A theological discussion on animals and an apology
What I've been up to (and not)
First of all, if you’re interested in the sorts of things I’ve written about here, I very highly recommend you check out this video discussion between two Orthodox philosopher-friends, Joshua Matthan Brown, and Jesse Hake, on Animals and the Restoration of All Things.
The discussion was occasioned by the publication of a chapter by Jesse on the topic in a new book edited by Steven HAuse called Christ Saves All: Christian Universalist Perspectives. Jesse was kind enough to dedicate the chapter to me, and I was hoping to join the conversation as well, but couldn’t get it to work with my schedule in time. But, to be honest, it was probably better without me and my presence would only have put a lie to the very kind things they say about me in the first few minutes. All joking aside, it was a wonderful conversation that strengthened my faith. Check it out.
Secondly, I must apologize for my relative absence the past few weeks. Things tend to be a bit busier for me, and my schedule less in my control, in the summer months. But another reason is that I’ve caught a bit of the “entrepreneurial bug” and have been busily trying to code an app in a relatively short time while I’m not working at the day job. Seeing so many of my professor friends struggling with AI plagiarism, and remembering my own frustrations with the hassle of managing student writing, I thought I’d try to make an app which will both improve over the usual methods of plagiarism-detection and make the grading process a bit easier for teachers. It’s (provisionally) called PaperMind, and the gist of it is that, rather than focusing on the final product and trying to work backwards to figure out if it was plagiarized, it focuses on the process of writing: the students write their essays in an in-app editor that records all changes as they happen, and flags suspicious events like large or frequent copy-and-pastes, abnormally fast typing, lack of edits, etc. The teacher can then “play back” the whole composition process, comment on and grade the paper in the app, and email it back with the click of a few buttons. I’m hoping to have an MVP available for a few users to test in time for the beginning of the fall semester. If you are a college/university teacher, or know someone who is, please help me out by filling out or sharing this short survey I’ve made to collect some initial user data: https://forms.gle/U16eLGXDNoMKUvFC9


Normalizing an atypical publishing schedule is essential. We are human not robots churning out content in a steady never ending stream. Glad you're working on other things that are fruitful for you.

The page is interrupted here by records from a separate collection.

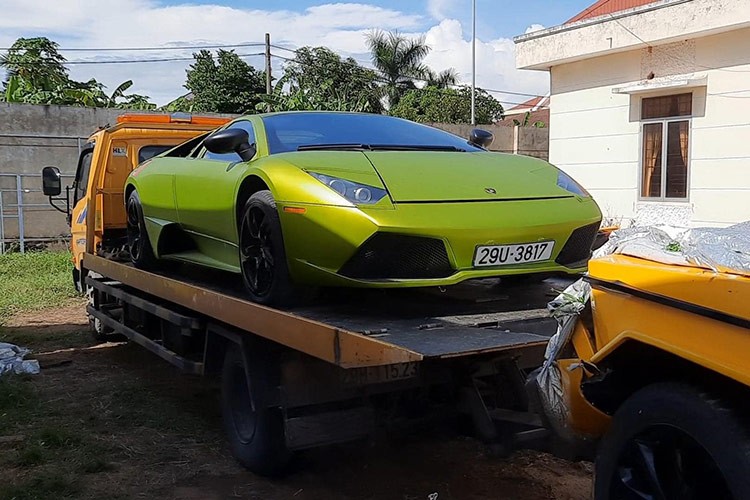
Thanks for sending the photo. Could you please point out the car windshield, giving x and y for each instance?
(353, 131)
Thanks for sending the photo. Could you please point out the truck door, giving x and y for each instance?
(204, 189)
(80, 203)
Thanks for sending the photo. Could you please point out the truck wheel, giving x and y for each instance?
(262, 254)
(96, 327)
(257, 437)
(141, 253)
(670, 441)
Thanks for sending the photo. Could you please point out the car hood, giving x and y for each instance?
(424, 176)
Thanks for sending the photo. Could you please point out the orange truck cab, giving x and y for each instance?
(98, 219)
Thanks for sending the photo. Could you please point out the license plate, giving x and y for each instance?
(503, 255)
(380, 374)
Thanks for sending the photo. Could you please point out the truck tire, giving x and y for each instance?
(98, 330)
(265, 273)
(671, 441)
(141, 252)
(256, 437)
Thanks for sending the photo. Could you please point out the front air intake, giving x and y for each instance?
(396, 256)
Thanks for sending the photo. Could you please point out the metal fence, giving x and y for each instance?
(26, 218)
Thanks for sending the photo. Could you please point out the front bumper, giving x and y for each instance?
(431, 244)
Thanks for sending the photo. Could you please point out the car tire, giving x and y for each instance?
(672, 441)
(257, 437)
(141, 252)
(265, 272)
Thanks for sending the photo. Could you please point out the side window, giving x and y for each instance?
(188, 148)
(227, 157)
(82, 175)
(148, 152)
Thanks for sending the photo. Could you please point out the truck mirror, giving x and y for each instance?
(51, 185)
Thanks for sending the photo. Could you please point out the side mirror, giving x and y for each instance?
(481, 138)
(231, 140)
(51, 184)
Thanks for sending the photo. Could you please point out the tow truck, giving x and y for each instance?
(329, 371)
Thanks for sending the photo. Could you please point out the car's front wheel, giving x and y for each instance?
(262, 255)
(141, 253)
(671, 441)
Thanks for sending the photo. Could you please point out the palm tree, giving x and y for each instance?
(441, 80)
(398, 59)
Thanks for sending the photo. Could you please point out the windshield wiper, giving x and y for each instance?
(414, 147)
(333, 147)
(377, 147)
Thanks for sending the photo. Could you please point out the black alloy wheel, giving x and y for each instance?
(672, 441)
(257, 252)
(664, 462)
(139, 246)
(262, 255)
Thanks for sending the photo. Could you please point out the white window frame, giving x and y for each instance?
(664, 143)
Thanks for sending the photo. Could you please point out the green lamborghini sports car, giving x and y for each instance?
(347, 199)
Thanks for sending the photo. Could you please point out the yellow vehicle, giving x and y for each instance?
(98, 219)
(660, 379)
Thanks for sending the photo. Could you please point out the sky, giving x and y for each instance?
(446, 25)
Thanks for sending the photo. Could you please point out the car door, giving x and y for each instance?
(204, 192)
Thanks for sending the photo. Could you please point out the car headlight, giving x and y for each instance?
(359, 194)
(567, 183)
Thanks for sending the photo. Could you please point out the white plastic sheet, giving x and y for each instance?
(565, 308)
(11, 360)
(724, 250)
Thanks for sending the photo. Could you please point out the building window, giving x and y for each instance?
(665, 146)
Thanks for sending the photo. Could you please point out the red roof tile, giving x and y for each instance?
(603, 7)
(528, 104)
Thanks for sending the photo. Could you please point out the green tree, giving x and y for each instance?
(36, 74)
(36, 62)
(447, 105)
(226, 84)
(320, 79)
(398, 59)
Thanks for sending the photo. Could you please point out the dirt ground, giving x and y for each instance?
(114, 421)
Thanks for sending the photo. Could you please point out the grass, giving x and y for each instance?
(34, 280)
(52, 455)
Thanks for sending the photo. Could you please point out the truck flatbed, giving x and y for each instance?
(361, 328)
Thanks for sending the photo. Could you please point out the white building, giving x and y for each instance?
(650, 107)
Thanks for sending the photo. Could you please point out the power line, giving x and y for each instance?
(382, 80)
(132, 61)
(171, 47)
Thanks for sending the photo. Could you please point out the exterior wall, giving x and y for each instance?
(656, 23)
(596, 132)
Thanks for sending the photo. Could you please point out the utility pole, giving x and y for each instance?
(268, 69)
(473, 60)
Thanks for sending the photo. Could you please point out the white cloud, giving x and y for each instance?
(534, 27)
(496, 65)
(147, 23)
(440, 9)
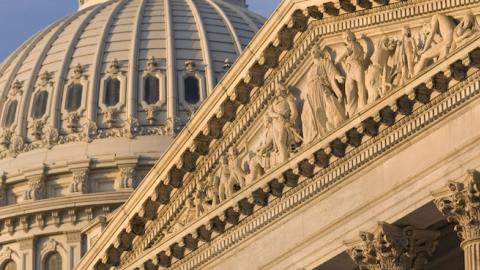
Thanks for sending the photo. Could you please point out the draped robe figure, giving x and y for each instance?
(405, 56)
(466, 29)
(322, 109)
(283, 112)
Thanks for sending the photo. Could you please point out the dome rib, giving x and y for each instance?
(133, 62)
(24, 56)
(66, 62)
(251, 23)
(231, 29)
(29, 89)
(98, 61)
(171, 64)
(207, 59)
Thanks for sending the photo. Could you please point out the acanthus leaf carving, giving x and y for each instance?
(460, 204)
(394, 248)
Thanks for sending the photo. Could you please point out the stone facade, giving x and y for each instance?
(330, 146)
(89, 104)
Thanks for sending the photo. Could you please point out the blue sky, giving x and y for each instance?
(19, 19)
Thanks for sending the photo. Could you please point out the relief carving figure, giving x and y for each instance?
(466, 29)
(405, 56)
(35, 188)
(212, 190)
(355, 90)
(283, 112)
(379, 75)
(237, 175)
(223, 178)
(323, 109)
(79, 181)
(439, 41)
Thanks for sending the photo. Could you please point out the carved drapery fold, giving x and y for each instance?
(460, 204)
(393, 248)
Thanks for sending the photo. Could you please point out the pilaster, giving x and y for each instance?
(459, 202)
(26, 252)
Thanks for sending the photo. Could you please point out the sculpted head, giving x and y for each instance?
(233, 151)
(407, 32)
(349, 36)
(281, 90)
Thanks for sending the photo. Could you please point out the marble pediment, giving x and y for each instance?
(325, 81)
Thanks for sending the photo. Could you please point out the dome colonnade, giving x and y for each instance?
(88, 105)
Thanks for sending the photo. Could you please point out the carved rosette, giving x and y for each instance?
(460, 203)
(393, 248)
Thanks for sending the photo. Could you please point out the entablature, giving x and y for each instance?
(212, 133)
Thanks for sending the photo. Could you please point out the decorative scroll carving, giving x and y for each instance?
(393, 248)
(460, 204)
(353, 58)
(323, 109)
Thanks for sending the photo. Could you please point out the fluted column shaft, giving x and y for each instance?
(472, 254)
(459, 204)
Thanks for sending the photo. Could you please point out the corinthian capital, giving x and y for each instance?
(391, 247)
(459, 202)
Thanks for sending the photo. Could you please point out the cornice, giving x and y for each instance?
(61, 203)
(206, 137)
(307, 187)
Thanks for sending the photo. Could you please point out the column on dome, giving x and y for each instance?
(391, 247)
(459, 202)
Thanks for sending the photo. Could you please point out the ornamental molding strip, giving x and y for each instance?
(425, 98)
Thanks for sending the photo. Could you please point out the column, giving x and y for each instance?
(26, 253)
(391, 247)
(459, 202)
(74, 248)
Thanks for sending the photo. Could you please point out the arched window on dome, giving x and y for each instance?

As a teacher, I've been thinking for a while that the best way to detect AI cheating would be to keep a record of the assignment's process of creation, so it's interesting to see someone who actually knows something about coding doing the same thing. It is rather depressing that the only way to stop ever more sophisticated cheating is to adopt ever more intrusive surveillence, and that will likely be the only solution as long as the laissez-faire approach to technological development continues.